I then went back to the wine and took a closer look and saw that the wine was shipped in bulk and bottled in the UK. A practice that seemed rather inconsistent with many of the messages in the site.

Well, Stormhoek are big fans of non-source bottling, although we do not currently do it. There are many, many, good reasons to do it: Cost savings, Better supply chain and packaging, there are people in our business who believe that we could keep our wine fresher if it was bottled closer to the market. However, if your brand message is all about a sense of place and history and promises are being made about the packaging used and its provenance, is non-source bottling a consistent message? I will let you judge for yourself.

Fundamentally, if the industry is going to build brands, then the brands need to be true to their stated objectives and keep the promises that they make to the consumer. If the industry is going to build sales at higher price points, then a good way to do it is to sell wine that is legitimately worth £7.99 at £3.99. I am afraid that the message that is being perpetrated now is: There is NO reason to spend £7.99 on a bottle of wine, because it doesn’t taste any better than a £3.99 bottle.

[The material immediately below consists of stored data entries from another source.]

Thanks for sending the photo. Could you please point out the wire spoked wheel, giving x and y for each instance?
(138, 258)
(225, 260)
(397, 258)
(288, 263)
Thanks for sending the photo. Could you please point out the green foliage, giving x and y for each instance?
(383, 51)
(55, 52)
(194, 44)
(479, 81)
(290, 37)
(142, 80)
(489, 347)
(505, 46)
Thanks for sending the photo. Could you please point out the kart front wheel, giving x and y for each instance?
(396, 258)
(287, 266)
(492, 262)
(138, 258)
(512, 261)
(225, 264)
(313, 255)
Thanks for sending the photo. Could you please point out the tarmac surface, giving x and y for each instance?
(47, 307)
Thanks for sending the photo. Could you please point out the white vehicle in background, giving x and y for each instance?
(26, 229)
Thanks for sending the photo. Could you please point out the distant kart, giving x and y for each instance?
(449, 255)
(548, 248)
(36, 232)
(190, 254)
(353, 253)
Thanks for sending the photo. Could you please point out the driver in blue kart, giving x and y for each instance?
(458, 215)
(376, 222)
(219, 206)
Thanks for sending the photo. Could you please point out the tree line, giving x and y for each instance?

BOGOF is a drug. Like all intoxicants, too much gets poisonous.

[PS:] A couple of days later, On a visit to another BIG retailer, there was Fetzer Sundial Chardonay and Cabernet on sale. Same mechanic, oddly Cabernet “half priced” at 8.49 down to 3.99 and Chardonnay at 7.99, down to 3.99. California, natural cork filled, I didn’t buy the wine, but it looked like the “normal” stuff i.e like it was acutally bottled at source. I think this retailer has more Christmas cheer in their offer.